Reviewing John Bolton's new book, Surrender is not an Option: Defending America at the United Nations and Abroad, Mark Goldberg writes, "to Bolton, cutting deals to satisfy mutual interests is a form of surrender. And surrender, as Bolton helpfully reminds us in the title, is not an option." This is extreme even for the Bush administration, and it makes for some bizarre bureaucratic battles, and eventual humiliations, later on:
In a September 22, 2004 dinner with G-8 countries, Bolton claims that Powell unilaterally discarded existing administration policy by affirming American support for a European plan to offer a Tehran a package of incentives as part of a nuclear deal. But Bolton, as he reminds us frequently throughout the book, "doesn't do carrots," and was incensed that Powell would offer to engage Tehran.

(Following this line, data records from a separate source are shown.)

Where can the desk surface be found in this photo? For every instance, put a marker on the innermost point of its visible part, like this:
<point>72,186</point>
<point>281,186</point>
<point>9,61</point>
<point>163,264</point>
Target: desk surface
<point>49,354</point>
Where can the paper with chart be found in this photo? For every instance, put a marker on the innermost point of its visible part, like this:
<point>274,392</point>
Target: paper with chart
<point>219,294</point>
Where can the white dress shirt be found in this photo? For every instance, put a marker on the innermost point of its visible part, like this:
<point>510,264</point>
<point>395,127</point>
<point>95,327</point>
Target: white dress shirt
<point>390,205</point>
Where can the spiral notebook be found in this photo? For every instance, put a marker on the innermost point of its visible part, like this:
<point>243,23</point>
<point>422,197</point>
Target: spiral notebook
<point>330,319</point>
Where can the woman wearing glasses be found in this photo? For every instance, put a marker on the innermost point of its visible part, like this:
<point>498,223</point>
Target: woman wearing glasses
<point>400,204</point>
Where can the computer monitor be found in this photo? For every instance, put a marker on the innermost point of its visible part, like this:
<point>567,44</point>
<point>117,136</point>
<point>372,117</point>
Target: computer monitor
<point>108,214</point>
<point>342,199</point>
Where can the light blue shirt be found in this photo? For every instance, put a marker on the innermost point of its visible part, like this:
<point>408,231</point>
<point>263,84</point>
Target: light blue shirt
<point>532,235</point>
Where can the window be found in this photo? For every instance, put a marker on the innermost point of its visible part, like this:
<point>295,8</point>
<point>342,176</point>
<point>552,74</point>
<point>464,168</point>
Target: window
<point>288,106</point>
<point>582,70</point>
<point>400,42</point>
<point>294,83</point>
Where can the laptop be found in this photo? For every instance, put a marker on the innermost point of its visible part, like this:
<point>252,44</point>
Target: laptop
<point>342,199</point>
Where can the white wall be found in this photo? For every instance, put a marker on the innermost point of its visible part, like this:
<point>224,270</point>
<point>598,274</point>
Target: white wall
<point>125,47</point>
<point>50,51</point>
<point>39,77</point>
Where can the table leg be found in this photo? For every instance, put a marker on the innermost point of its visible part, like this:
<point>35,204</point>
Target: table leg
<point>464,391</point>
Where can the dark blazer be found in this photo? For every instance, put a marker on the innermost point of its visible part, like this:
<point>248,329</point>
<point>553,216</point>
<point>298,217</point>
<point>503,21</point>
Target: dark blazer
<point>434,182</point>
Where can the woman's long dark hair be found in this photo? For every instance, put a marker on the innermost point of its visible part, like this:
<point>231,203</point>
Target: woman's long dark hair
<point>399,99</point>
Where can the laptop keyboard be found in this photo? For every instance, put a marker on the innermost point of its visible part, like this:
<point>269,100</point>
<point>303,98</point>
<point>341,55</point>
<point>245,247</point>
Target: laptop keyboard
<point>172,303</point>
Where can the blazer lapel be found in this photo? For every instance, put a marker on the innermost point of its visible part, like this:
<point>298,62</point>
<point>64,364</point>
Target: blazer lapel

Worse, according to Bolton, Powell's motives on Iran were less than pure -- angry with Bush over Iraq, Powell sought to cement his own legacy at the president's expense. "Powell had violated our long-standing Iran policy, colluded with the [Europeans] against it, and come out nearly endorsing Kerry's Iran position only weeks before the election," writes Bolton.
Upon learning of Powell's apparent deal-making, Bolton frenetically worked the bureaucracy in a successful bid to outflank his boss. "Along with others, I foiled Powell's legacy project." Bolton boasts. "I knew, and he knew I knew it." Bolton's push for a harder line Iran policy would be short lived. Following the 2004 election, Secretary of State Condoleezza Rice steered Iran policy back to Powell's approach. On May 30, 2006, Rice invited Bolton to dinner to let him know, face-to-face, that the United States was signing on to a European plan to offer Iran a package of economic incentives if Iran would agree to suspend uranium enrichment.
A depressed Bolton remembers what he ate for an appetizer -- carrot soup.
Ah, irony. In any case, it occurs to me that I've never read a sustained argument for the neocon position that diplomacy and negotiations are bad things, ad these procedures should be reimagined as the carrots with which we compel good behavior -- i.e, Iran gets a meeting if they cease enrichment -- rather than the process through which we negotiate adherence to our references. Anyone know of such a piece, or is this attitude too crazy to even be argued?